Aquilo que agora tem sido indicado como potencial “problema” das demonstrações financeiras foi exatamente a solução encontrada há algum tempo: a incorporação contábil das consequências econômicas decorrentes da diminuição de expectativa inadimplência, inclusive estimada. Nos cenários de crise, a importância do retrovisor é menor que a do para-brisa.
Conquanto compreensível a alteração do ânimo empresarial em função do cenário econômico estabelecido pela pandemia, as críticas voltadas à contabilidade representam, de certo modo, culpar o mensageiro pelo teor da mensagem. Não são corretas, absolutamente, as afirmações de que contabilidade piorará o contexto empresarial se registrar as deteriorações econômicas dos ativos, o incremento dos passivos e a queda nos resultados em função do contexto atual.
Ainda que se reconheça o efeito de retroalimentação que as decisões econômicas possuem sobre os saldos das demonstrações contábeis e que tais indicadores interferem na forma como os recursos são alocados, fato é que não se pode atribuir aos relatórios financeiros responsabilidade por cumprirem o seu papel: produzir informações úteis para tomada de decisão.
Em sentido amplo, a contabilidade pode ser vista como o centro das tensões corporativas, pois os números advindos dos seus relatórios são utilizados para a elaboração e manutenção das relações contratuais das organizações. No contexto atual, é impreterível que os agentes participantes da “cadeia produtiva” da informação contábil (preparadores, auditores, conselhos, reguladores etc) possam equilibrar adequadamente o bom ânimo/ otimismo de alguns gestores com o futuro e a triste realidade econômica do presente.
E onde a tributação corporativa se insere neste contexto? Sabe-se que o IRPJ, a CSLL, o PIS e a Cofins, dentre outros tributos, capturam nas demonstrações financeiras elementos para a sua apuração.

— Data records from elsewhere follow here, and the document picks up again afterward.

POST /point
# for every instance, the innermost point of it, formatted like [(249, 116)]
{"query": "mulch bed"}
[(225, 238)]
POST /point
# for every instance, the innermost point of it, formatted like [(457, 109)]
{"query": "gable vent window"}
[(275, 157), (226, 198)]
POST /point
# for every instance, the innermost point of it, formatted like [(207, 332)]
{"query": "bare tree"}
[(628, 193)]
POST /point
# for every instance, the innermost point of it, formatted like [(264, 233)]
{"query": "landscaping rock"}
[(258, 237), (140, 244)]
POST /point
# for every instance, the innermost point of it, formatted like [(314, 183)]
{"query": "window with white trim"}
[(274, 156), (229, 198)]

Desde que entrou em vigor, as normas internacionais de contabilidade causam estranheza à grande maioria dos advogados tributaristas, que buscam repudiar – acertadamente, na grande maioria das vezes – as repercussões fiscais que possam surgir da sua aplicação.

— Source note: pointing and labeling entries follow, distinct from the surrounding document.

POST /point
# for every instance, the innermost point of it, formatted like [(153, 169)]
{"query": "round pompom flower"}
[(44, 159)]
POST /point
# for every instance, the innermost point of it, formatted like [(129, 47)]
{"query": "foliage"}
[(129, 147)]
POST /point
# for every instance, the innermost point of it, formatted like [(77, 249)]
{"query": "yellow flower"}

A legislação tributária federal, mais especificamente a Lei n° 12.973, de 2014, pretendeu disciplinar os efeitos tributários dos padrões internacionais de relatórios financeiros adotados pelo Brasil a partir de 2008, mas é sabido que diversas questões complexas, notadamente de efeitos tributários indiretos, não o foram.

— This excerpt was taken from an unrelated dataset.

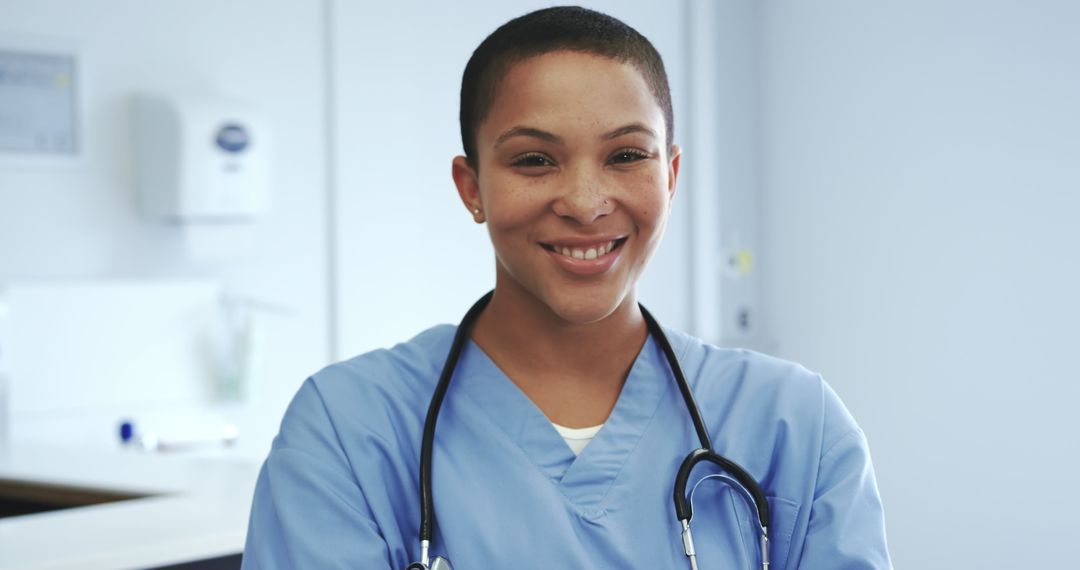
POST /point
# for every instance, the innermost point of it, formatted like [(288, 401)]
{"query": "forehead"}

Com isso, diante da atual crise econômica (um cenário atípico) e da necessária aplicação dos normativos contábeis, será exigido esforço adicional para compreensão das repercussões fiscais diretas e indiretas, desde a PECLD, citada como exemplo, como impactos na distribuição de JCP, dividendos, cálculo de créditos de PIS/Cofins sobre ativos reduzidos por teste de impairment, cálculo de preços de transferência por custo de produtos afetados por recálculo de arrendamentos contabilizados.
Nesse aspecto, novamente, não se pode culpar a contabilidade (mensageiro): a nossa legislação tributária sempre foi complexa e a pandemia apenas exigirá novos desafios de interpretação jurídica para os seus reflexos contábeis. Afinal de contas, não se tem notícia de algum sistema tributário ao redor do globo que prescinda da contabilidade para o exercício das suas funções.
Fonte: Valor Econômico – Por Diego Miguita e Eduardo Flores – 06/05/2020.